Ausländer haben es in der Schweiz nicht immer leicht. Es gab mehrere Volksinitiativen zur Begrenzung der ausländischen Bevölkerung. Dahinter steckte oft der Wunsch, den hohen Standard in der Schweiz für jene zu bewahren, die schon früher da waren.

Meine Freunde sprachen oft über das “Ausländerproblem”. Sie wandten sich dann immer an mich und betonten, dass sie mich nicht meinten.

Manchmal war aber durchaus ich gemeint. Einmal half ich Freunden beim Zügeln. Im Eingang des Hauses beschwerte sich ein alter Mann, dass wir beide Lifte besetzen würden. Ob Studenten einziehen würden, fragte er mich.

“Nein, eine Familie mit vier Kindern”, gab ich zur Antwort.

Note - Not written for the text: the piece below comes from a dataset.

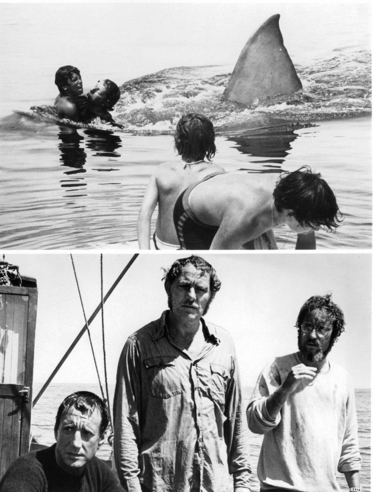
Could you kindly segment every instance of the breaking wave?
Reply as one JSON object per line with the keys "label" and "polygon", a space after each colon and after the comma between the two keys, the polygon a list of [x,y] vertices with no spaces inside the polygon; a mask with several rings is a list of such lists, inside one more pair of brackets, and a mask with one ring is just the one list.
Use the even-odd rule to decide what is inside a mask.
{"label": "breaking wave", "polygon": [[[368,51],[335,50],[330,59],[311,66],[295,66],[301,90],[291,95],[263,98],[250,106],[223,99],[231,75],[226,67],[167,68],[123,84],[113,116],[124,125],[122,131],[155,134],[173,133],[179,119],[187,113],[206,115],[218,133],[367,116],[372,113],[371,66]],[[72,125],[57,120],[52,108],[31,109],[77,127],[112,129],[99,119],[88,125]]]}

Er rümpfte ob meinem Akzent die Nase und sagte nur ein Wort, das wie ein Geschoss aus seinem Mund kam:

“Ausländer?”

Als wir im Lift waren, sah er mich höhnisch grinsend an.

“Gibt es ein Problem?”, fragte ich.

“Ich muss Ihnen nicht antworten”, sagte er, “Sie würden mich ja sowieso nicht verstehen.”

Ich aber verstand: In der Schweiz kann es sehr lange dauern, bis man dazu gehört. 

Identität der Schweiz 

Ich schätze viele Dinge, die als typisch Schweizerisch gelten. Beispielsweise Genauigkeit. Das reicht von der Patrouille Suisse bis zu den Durchsagen in den Zügen, in denen sich die Bahn für eine Verspätung von vier Minuten entschuldigt.

Oder die Traditionen – vom Jodeln bis zum Handwerk, das es zum Verlegen des Parkettbodens in meiner Wohnung braucht oder zur Herstellung der Wappenscheibe, die an meiner Wohnungstüre hängt.

Was mich als Amerikanerin aber am meisten beeindruckt, ist der Zugang zu Politikern, selbst zu den höchsten.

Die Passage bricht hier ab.